Однажды стабильность теряет прелесть, ее перекрещивают в стагнацию, и молодые волки процесса пытаются повернуть Колесо в другую сторону, не догадываясь, что вернутся в инерционную фазу.

Наша самооценка завышена. В этом все дело, господа. Может быть, стоит в этом сознаться? В самых заметных членах общества всего очевидней его ущербность. Жизнь этих заметных людей — а я не раз ее наблюдал — всегда поистине изнурительна. Она состоит из тайной истерики и вечного страха не добежать. Люди служили не только способностям, выпавшим им по воле природы, — а этого хватит, чтоб надорваться, — они еще трудились над образом, которому надлежало остаться в неблагодарной памяти правнуков.

Жизнь, подчинявшая будущему свое настоящее и прошлое, жизнь, текущая в трех измерениях, конечно же, не могла быть естественной. Груз трех времен был непомерен.

Еще один превосходный пример, как будущее бывает причиной всего того, что ему предшествует!

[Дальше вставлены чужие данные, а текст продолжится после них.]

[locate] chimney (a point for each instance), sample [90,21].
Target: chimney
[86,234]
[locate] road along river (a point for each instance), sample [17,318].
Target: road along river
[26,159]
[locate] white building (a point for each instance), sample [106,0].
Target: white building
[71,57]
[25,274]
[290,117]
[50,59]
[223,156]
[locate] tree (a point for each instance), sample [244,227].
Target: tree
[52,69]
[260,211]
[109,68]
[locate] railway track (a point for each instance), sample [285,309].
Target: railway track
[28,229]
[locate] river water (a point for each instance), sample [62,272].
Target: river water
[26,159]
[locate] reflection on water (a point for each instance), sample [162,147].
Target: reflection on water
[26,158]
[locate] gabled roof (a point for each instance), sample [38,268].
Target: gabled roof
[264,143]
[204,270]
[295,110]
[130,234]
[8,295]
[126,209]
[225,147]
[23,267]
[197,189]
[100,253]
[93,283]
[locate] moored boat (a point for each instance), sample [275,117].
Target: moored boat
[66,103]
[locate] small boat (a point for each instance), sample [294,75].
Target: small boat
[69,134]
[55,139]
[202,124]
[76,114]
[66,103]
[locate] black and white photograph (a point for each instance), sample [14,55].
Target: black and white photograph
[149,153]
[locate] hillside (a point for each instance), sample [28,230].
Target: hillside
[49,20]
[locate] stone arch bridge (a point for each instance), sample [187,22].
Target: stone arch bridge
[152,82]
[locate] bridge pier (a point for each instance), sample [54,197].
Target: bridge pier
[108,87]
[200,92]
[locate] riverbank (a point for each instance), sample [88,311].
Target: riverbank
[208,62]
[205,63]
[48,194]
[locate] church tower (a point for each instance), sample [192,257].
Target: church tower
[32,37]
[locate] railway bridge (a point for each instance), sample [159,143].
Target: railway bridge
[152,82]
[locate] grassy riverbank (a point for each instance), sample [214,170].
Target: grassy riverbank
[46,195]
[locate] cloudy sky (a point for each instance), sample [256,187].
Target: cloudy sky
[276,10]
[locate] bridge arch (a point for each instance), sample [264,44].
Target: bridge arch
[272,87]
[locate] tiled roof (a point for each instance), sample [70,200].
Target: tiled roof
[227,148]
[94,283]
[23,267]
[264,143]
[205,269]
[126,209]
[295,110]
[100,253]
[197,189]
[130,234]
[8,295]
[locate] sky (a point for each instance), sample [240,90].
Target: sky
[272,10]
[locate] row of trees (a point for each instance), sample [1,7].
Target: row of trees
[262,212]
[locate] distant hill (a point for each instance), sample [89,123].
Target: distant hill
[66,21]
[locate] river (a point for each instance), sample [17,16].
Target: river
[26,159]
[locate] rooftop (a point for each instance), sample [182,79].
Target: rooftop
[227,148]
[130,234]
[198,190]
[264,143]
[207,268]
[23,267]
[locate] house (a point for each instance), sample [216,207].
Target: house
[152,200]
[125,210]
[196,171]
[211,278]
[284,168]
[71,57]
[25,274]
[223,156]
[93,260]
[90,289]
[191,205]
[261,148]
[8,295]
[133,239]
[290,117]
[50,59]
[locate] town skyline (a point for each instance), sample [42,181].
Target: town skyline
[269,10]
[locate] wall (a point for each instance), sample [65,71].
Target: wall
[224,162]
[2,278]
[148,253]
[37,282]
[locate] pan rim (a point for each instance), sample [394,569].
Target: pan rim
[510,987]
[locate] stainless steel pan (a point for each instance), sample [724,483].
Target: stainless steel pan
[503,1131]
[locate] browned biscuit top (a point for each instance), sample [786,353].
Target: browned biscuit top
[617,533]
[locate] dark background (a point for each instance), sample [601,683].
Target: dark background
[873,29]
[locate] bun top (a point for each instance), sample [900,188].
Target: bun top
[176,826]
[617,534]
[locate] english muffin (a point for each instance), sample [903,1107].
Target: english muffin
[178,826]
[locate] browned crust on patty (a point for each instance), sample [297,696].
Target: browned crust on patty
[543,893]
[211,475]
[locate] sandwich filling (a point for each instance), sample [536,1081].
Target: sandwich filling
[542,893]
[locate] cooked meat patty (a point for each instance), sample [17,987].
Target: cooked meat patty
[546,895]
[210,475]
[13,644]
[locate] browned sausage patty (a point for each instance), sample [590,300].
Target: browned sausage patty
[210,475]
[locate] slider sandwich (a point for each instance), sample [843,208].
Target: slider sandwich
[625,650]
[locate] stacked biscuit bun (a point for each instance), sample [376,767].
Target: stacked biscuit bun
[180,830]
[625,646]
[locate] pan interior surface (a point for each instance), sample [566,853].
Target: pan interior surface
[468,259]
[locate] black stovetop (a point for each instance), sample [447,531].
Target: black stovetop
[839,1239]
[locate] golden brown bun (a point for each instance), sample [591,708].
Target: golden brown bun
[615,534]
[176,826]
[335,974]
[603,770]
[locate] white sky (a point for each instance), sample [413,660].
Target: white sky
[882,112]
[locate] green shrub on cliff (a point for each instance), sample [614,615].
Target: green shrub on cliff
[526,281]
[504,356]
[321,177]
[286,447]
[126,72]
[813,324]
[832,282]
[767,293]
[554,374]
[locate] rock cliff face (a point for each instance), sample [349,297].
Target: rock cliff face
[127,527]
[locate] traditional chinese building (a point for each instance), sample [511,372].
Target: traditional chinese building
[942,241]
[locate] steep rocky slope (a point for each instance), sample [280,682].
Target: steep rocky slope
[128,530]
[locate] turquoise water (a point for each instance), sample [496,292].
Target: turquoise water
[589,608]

Эта душевная болезнь, в том или другом выражении, бушует на всех этажах и ступенях человеческой иерархии, на всех поворотах нашей истории. Она началась давным-давно, едва ли не в первый день творенья, и после уже не прерывалась.

Я — не из числа занемогших и все же знаю, чего я стою. Мои возможности выше уровня, однако же, они не чрезмерны. Это титанам положена скромность и не показана категоричность. Для Их Величеств всегда существуют строгие правила поведения. Я же могу себе позволить меньше зависеть от этикета.

Поэтому, сознавая свой статус, скажу, что я все-таки заглянул за полог второго тысячелетия. Вступая в третье, я не обманываюсь.

Оптимистическая романтика — наш обязательный предмет в годы учения и скитаний, надежда — это наша религия. Взрослея, мы уже повторяем: надежда — это не ожидание, а каждодневный нелегкий труд. Но тот, кто осмелился посмотреть в стальные глаза моей науки, знает, что это труд Сизифа. Печаль и тревога — моя профессия.

Напрасно Вернадский предупреждал, что наше грядущее — в восхождении, ни в коем случае — не в выживании. То не было строкой из учебника. То было обращением к разуму, последним предупреждением, криком.

Вам было сказано прямо и внятно: кроме подъема и выживания, выбора никакого нет. Либо одно, либо другое. Либо победа, либо смерть. Восхождение или крах ноосферы. Поскольку мыслящая материя не может выжить, не восходя. Вы не услышали, господа. Не вслушались в колокольный звон. Вы не сумели уразуметь: оптимистическая романтика осталась в рекомендованных книгах.

Кто скажет сегодня, что популяция восходит? Она, вопреки рассудку, стремилась лишь выжить, и я не уверен, что ныне она на это способна, даже призвав себе на помощь энтелехию как целевую причину.